Not only can the server not do conversions, but it cannot count string
lengths "correctly" in strings that are really in a multibyte encoding.
When JDBC sends a UTF8 string that contains some non-ASCII characters,
the server can store the string safely, but it cannot operate on it
in any intelligent way.
I wonder whether the JDBC driver ought to warn about it if it sees
server_encoding == SQL_ASCII? You're certainly just asking for trouble
to use JDBC with such a setting.
> JDBC always uses a client_encoding of UNICODE. I don't know what ODBC
> does, but apparently it's not using UNICODE.
ODBC is probably just passing through the client data as-is, and not
doing anything at all with the encoding settings.
> Perhaps one option is to set the database encoding to UNICODE, and
> either get the ODBC driver to issue an appropriate "SET client_encoding"
> on connection setup (I don't know if ODBC lets you do this) or set the
> default client_encoding in postgresql.conf to whatever is appropriate
> for ODBC clients?
That would work.
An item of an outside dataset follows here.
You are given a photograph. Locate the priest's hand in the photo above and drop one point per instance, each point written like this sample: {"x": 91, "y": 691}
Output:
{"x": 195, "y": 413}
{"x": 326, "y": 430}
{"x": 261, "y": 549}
Plan B would be to set the database encoding to
whatever the ODBC clients are using, and let encoding conversions happen
when talking to a JDBC client.
The one thing that is absolutely, positively guaranteed not to work is
setting the DB encoding to SQL_ASCII. That defeats any chance you have
of getting intelligent encoding behavior from the system.
regards, tom lane